The ancient Sadd el-Kafara dam is situated in the Wadi Garawi, one of the numerous wadis in the desert east of the Nile Valley, some 30-40 km south of Cairo and 11km southeast of Helwan city. The dam is actually located at the narrowest point of the SE part of the Garawi ravine at a point where the valley narrows to about 100 metres wide.  

The first large-scale dam in history is clearly a major engineering achievement. But it is also something of a disaster story. Dating back to the age of the “Pyramid builders”, more than 4500 years ago, taking some 10 – 15 years to construct, Sadd Al-Kafara was destroyed by heavy rainfall soon after its completion. At that time it must have been an impressive structure before its whole central part was washed away. Today the visitor can see the remains of construction on both sides of the wadi.

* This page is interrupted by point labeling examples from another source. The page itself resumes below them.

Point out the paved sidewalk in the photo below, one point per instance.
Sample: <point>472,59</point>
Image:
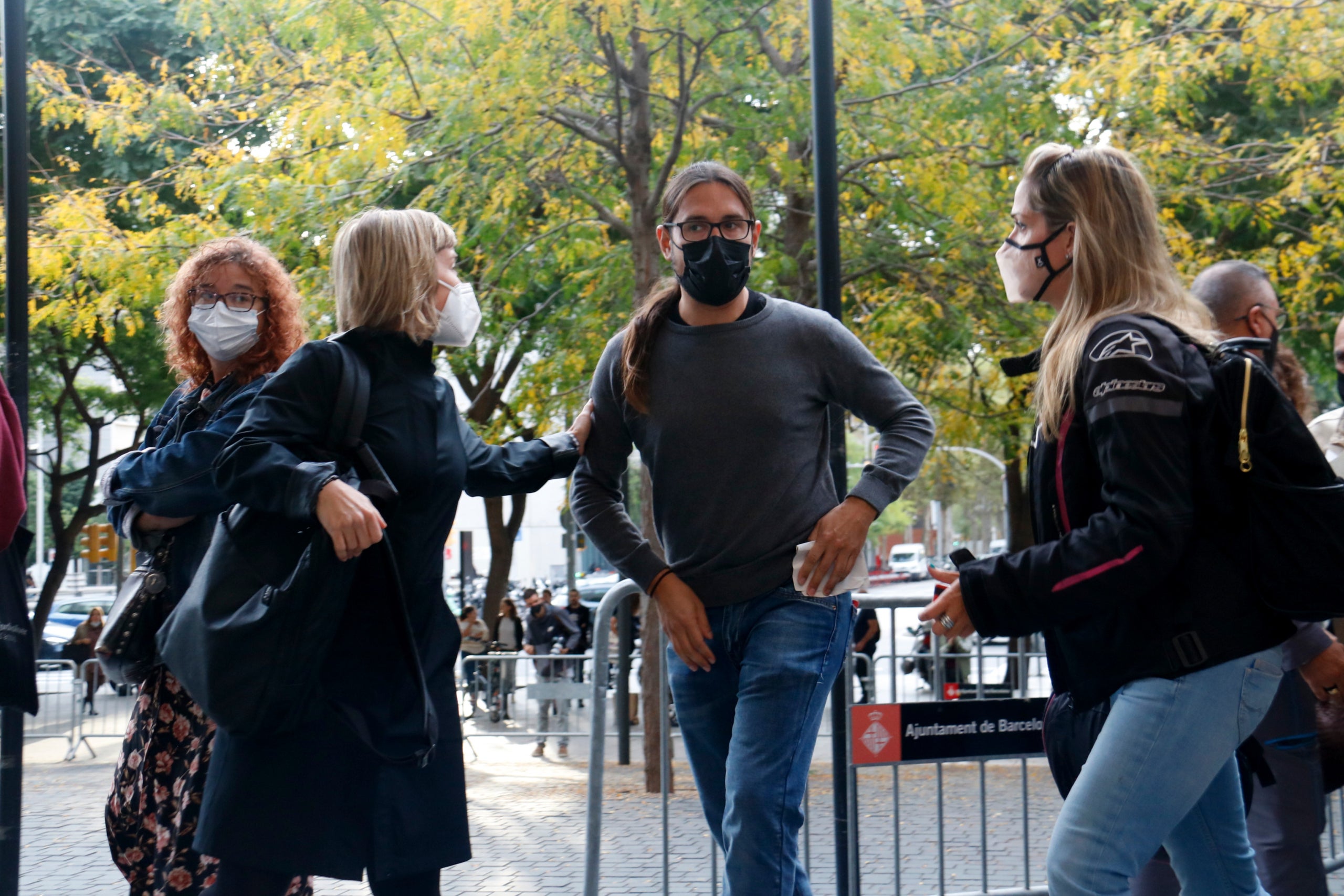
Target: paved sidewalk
<point>527,828</point>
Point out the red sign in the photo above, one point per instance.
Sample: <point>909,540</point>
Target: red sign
<point>875,734</point>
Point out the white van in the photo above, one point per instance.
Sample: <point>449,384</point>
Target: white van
<point>909,561</point>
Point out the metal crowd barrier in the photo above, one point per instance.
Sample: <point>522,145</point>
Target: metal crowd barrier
<point>984,667</point>
<point>1335,830</point>
<point>510,695</point>
<point>940,693</point>
<point>58,705</point>
<point>108,715</point>
<point>62,712</point>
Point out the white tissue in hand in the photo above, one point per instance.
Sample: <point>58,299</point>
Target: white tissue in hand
<point>857,581</point>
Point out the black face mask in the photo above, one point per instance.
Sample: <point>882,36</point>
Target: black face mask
<point>1043,260</point>
<point>716,269</point>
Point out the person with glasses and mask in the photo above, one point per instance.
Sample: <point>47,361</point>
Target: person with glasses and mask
<point>1139,574</point>
<point>1328,428</point>
<point>230,319</point>
<point>726,392</point>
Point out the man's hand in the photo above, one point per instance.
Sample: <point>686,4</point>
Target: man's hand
<point>838,539</point>
<point>350,518</point>
<point>152,523</point>
<point>685,621</point>
<point>582,426</point>
<point>1326,671</point>
<point>948,604</point>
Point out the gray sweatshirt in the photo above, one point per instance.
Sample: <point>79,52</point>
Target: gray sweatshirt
<point>736,444</point>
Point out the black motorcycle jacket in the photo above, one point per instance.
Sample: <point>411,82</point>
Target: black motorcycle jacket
<point>1139,567</point>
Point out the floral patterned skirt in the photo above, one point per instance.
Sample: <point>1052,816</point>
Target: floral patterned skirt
<point>156,794</point>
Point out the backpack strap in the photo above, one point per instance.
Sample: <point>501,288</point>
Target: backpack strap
<point>347,424</point>
<point>1244,440</point>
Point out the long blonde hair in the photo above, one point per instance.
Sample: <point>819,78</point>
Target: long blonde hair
<point>383,270</point>
<point>1121,265</point>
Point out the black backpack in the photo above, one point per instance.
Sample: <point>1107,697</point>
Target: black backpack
<point>249,636</point>
<point>1294,501</point>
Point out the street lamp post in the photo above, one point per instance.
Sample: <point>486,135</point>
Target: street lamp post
<point>827,207</point>
<point>17,375</point>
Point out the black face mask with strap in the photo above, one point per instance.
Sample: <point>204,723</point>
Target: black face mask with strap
<point>1043,260</point>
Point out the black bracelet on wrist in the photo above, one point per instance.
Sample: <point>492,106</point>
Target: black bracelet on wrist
<point>658,579</point>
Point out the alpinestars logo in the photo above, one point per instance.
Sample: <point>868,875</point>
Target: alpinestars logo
<point>1128,343</point>
<point>1128,386</point>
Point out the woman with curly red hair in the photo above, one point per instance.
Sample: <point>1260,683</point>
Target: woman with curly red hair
<point>230,319</point>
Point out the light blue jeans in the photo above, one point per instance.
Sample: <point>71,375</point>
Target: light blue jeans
<point>1163,774</point>
<point>749,726</point>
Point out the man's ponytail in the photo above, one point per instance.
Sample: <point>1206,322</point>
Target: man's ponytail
<point>640,335</point>
<point>643,330</point>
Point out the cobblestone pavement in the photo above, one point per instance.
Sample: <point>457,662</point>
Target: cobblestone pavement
<point>527,820</point>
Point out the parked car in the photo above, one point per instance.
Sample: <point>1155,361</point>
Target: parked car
<point>76,612</point>
<point>909,562</point>
<point>56,636</point>
<point>593,587</point>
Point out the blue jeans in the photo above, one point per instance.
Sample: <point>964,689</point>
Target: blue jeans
<point>750,724</point>
<point>1163,774</point>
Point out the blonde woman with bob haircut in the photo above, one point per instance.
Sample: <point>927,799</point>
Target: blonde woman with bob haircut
<point>319,801</point>
<point>1135,579</point>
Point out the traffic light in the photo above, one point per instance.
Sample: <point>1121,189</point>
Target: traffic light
<point>99,543</point>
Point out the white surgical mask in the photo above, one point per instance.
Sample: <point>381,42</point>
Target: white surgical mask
<point>225,335</point>
<point>459,319</point>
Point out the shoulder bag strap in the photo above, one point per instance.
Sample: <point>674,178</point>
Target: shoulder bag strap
<point>347,422</point>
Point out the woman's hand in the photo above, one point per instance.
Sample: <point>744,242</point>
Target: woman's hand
<point>838,539</point>
<point>350,519</point>
<point>948,604</point>
<point>152,523</point>
<point>582,426</point>
<point>685,621</point>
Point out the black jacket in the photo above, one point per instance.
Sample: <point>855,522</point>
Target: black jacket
<point>318,801</point>
<point>543,632</point>
<point>1138,568</point>
<point>172,475</point>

                    Image courtesy of Hydria Virtual Museum
Long view of the el gerawi valley, where the dam is found © Jean-Luc Frerotte panoramio

Hydria Virtual Museum

Structural Type: Gravity dam
Function / usage: Flood-control dam
Built: circa 2700 – 2600 BC
Status: collapsed, ruins on its sides remain in good condition

Worldwide, older dams have been identified including the Jawa reservoir in Jordan and diversion dams on the Kasakh River of the former Soviet Union. However these structures were much smaller than Sadd Al-Kafara, allowing us to refer to it as the world’s oldest large-scale dam.